With the introduction of Eq. (18) into Eq. (17), the result will be

$$\left[ {{{\varvec{K}}} + {\rm{i}}\omega {{\varvec{G}}} - \omega^2 {{\varvec{M}}}} \right]{{\varvec{q}}}_0 = {{\varvec{0}}}$$
(19)

To obtain a non-trivial solution of q0, the determinant must be equal to zero, i.e.,

$$\left| {{{\varvec{K}}} + {\rm{i}}\omega {{\varvec{G}}} - \omega^2 {{\varvec{M}}}} \right| = 0$$
(20)

Solving Eq. (20) will yield the results of eigenvalues \(\omega_i\) (\(i = 1,2,3, \ldots ,N\)).
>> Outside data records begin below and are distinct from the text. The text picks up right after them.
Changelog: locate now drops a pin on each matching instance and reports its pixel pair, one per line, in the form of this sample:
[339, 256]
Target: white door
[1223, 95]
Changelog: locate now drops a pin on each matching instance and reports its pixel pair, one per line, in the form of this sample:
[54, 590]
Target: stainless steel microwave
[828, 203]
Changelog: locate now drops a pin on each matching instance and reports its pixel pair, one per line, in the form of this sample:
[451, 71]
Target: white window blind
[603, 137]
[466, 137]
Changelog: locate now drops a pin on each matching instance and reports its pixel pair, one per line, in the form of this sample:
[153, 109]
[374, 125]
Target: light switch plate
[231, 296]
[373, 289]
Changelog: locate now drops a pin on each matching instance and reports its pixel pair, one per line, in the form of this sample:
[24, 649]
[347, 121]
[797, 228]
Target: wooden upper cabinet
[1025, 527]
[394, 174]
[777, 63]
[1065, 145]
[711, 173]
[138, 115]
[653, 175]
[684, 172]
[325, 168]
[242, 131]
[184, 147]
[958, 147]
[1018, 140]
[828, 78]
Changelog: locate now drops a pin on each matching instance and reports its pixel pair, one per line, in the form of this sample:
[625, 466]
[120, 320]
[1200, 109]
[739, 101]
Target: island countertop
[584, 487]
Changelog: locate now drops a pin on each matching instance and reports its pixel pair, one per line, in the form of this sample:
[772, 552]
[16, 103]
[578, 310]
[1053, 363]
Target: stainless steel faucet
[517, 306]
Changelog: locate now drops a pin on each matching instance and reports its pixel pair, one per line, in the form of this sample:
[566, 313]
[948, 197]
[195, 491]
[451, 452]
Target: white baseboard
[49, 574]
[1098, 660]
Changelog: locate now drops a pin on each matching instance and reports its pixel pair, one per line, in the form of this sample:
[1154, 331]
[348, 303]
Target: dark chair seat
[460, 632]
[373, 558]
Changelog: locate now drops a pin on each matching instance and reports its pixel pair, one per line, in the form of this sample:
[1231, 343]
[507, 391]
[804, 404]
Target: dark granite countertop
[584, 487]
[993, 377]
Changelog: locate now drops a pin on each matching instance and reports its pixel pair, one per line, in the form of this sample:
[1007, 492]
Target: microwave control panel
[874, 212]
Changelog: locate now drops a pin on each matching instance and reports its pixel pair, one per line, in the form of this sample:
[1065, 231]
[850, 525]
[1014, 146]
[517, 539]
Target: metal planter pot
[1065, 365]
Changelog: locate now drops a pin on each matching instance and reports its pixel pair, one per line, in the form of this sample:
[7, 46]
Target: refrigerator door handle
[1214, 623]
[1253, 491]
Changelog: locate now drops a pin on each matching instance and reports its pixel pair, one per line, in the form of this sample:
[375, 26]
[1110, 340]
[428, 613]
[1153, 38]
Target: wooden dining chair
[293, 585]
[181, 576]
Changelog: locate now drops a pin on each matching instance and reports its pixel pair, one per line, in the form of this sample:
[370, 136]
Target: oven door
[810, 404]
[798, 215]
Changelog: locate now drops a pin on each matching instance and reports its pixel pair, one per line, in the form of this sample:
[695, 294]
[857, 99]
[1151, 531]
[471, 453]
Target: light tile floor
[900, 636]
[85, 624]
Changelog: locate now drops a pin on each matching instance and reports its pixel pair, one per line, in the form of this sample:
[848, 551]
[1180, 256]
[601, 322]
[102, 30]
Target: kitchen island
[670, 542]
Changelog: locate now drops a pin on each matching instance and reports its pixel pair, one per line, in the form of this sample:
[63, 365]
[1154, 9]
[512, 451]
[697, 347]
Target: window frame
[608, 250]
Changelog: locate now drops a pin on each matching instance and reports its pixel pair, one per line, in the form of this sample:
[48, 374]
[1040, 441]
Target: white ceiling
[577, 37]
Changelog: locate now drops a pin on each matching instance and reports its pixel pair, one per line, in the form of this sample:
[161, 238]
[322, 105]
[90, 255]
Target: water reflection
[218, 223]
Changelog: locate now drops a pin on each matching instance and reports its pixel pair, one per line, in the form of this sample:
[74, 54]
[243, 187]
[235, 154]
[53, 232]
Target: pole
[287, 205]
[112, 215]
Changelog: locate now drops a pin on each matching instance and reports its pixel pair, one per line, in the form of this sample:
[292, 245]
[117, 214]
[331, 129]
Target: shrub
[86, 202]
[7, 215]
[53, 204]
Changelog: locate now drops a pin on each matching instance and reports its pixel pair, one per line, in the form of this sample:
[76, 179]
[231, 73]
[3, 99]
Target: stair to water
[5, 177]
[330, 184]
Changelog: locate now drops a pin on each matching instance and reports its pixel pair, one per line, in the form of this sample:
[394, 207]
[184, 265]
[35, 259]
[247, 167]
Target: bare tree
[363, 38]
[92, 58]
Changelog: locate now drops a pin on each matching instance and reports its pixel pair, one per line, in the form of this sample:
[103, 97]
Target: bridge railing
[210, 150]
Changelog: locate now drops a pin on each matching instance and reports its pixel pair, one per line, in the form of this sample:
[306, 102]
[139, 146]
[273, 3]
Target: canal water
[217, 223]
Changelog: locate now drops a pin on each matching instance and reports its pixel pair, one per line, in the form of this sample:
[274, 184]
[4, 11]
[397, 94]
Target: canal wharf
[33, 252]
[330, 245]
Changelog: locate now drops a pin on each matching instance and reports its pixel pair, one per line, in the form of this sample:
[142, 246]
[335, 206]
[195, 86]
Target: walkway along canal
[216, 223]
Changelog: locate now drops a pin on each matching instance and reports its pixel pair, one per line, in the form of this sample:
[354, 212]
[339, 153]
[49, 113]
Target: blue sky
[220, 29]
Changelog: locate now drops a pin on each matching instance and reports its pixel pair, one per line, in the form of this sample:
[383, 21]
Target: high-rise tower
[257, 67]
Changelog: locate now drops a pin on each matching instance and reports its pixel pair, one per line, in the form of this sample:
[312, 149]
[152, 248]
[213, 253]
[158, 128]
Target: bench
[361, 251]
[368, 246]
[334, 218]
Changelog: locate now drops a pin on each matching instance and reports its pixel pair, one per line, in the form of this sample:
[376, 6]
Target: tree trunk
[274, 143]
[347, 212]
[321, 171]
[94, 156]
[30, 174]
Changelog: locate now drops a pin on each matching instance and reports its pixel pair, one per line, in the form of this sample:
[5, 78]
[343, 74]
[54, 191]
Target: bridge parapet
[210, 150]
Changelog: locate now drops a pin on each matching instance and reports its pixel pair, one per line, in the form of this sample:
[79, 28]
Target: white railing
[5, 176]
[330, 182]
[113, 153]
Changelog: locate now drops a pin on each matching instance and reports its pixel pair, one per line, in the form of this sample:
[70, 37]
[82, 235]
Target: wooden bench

In addition, its real part ( \({\text{Re}} (\omega_i )\)) represents the ith natural frequency of the pipe, while the imaginary part ( \({\text{Im}} (\omega_i )\)) is related to the damping, with the damping ratio being \(\varsigma = - {\text{Im}} (\omega_i )/{\text{Re}} (\omega_i )\) (Païdoussis 2008).

3.2 Steady-State Displacement Response for Forced Vibration

A complex period excitation can be approximated by finite harmonic terms by using Fourier series (Zhao and Sun 2017). Hence, for a concentrated harmonic excitation normal to the pipe axis characterized by a single frequency, p(x, t) can be written in complex form as follows (Li and Yang 2014):

$$p(x,\;t) = F_0 \delta (x - A)\exp ({\rm{i}}\overline{\Omega }t)$$
(21)

where F0, A and \(\overline{\Omega }\) denote the amplitude, coordinate, and frequency of the excitation, respectively.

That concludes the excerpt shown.